But even among lncRNAs, TINCR, and its role in epidermal differentiation, is unique.
"This work revealed a new role for regulatory RNAs in gene activation - by stabilizing select messenger RNA transcripts," said co-author Howard Chang, MD, PhD, professor of dermatology. "This finding highlights the ability of regulatory RNAs to fine-tune gene expression."

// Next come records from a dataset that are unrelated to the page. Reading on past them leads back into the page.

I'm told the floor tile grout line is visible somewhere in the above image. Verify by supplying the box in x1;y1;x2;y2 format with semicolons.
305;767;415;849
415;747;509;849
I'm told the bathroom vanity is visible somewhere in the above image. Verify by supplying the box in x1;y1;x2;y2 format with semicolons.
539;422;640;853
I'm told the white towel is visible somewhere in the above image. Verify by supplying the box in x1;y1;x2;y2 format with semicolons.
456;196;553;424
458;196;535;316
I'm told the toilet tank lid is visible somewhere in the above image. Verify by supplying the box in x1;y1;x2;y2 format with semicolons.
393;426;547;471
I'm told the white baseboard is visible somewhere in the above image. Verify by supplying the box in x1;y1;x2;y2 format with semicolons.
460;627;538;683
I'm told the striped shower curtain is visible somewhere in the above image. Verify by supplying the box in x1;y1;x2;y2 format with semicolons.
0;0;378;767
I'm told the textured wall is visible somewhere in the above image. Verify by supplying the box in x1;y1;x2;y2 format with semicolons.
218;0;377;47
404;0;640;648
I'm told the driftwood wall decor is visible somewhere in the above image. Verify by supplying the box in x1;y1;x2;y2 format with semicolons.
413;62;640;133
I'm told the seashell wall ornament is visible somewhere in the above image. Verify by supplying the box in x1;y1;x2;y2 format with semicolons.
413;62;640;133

The researchers identified the molecule by looking for RNAs that are more highly expressed in differentiating epidermal cells called keratinocytes than in progenitor cells. They found that levels of TINCR (short for "terminal differentiation-induced non-coding RNA") expression were 150 times greater in the keratinocytes. But to figure out what TINCR was doing, they had to develop two new assays: one to help researchers identify interactions between RNA molecules, and another to suss out interactions between a regulatory RNA and its protein partners. Such techniques will become increasingly important as researchers continue to identify the critical regulatory roles played by RNA molecules.
"These long, non-coding RNAs don't have recognizable, classic motifs like proteins do," said Khavari. "And yet, we really need to know with what other molecules they may be physically interacting to truly understand their biological roles."

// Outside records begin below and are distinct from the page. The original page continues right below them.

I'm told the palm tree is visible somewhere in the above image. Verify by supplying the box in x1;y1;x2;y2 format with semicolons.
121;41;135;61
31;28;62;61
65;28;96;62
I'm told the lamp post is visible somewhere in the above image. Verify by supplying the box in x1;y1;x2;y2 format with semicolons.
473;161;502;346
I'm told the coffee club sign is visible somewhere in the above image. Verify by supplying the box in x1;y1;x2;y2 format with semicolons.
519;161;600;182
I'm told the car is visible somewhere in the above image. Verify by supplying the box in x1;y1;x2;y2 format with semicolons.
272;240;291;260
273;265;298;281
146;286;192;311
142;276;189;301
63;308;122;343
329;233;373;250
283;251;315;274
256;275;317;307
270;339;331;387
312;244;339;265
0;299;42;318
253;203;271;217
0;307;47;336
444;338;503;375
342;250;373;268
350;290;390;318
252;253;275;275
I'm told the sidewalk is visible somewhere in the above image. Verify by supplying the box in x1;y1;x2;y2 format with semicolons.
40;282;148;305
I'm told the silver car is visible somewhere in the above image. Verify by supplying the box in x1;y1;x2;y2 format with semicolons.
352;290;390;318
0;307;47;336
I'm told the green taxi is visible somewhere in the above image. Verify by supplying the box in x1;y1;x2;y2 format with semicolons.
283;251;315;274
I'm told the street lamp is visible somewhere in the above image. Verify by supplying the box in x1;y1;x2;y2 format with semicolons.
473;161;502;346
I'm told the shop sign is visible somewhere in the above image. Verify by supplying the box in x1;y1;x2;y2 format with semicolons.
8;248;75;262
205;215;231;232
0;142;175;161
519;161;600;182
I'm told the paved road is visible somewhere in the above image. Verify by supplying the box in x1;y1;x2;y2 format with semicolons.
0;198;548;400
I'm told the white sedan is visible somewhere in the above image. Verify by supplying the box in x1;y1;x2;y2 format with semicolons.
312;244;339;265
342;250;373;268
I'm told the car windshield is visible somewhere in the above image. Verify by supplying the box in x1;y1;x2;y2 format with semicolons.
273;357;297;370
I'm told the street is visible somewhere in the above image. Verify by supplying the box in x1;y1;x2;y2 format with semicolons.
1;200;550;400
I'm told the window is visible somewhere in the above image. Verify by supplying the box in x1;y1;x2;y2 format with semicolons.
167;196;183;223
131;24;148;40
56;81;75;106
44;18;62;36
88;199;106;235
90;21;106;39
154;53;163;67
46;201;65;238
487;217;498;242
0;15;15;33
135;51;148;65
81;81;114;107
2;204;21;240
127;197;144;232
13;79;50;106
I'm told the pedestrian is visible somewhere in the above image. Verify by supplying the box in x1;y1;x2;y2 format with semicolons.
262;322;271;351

The first approach, which the researchers termed RIA-Seq, couples an RNA interaction assay with a deep-sequencing technique to identify RNA partners of TINCR. Using RIA-Seq, the researchers found that TINCR and its RNA partners - many of which encode instructions for proteins essential to the differentiation process - share a common, short sequence that mediates their binding.
"These conserved, complementary motifs may help TINCR pair up with and stabilize its partner messenger RNAs," said Khavari. "In this way, TINCR may serve as a scaffold for many mRNAs involved in epidermal differentiation."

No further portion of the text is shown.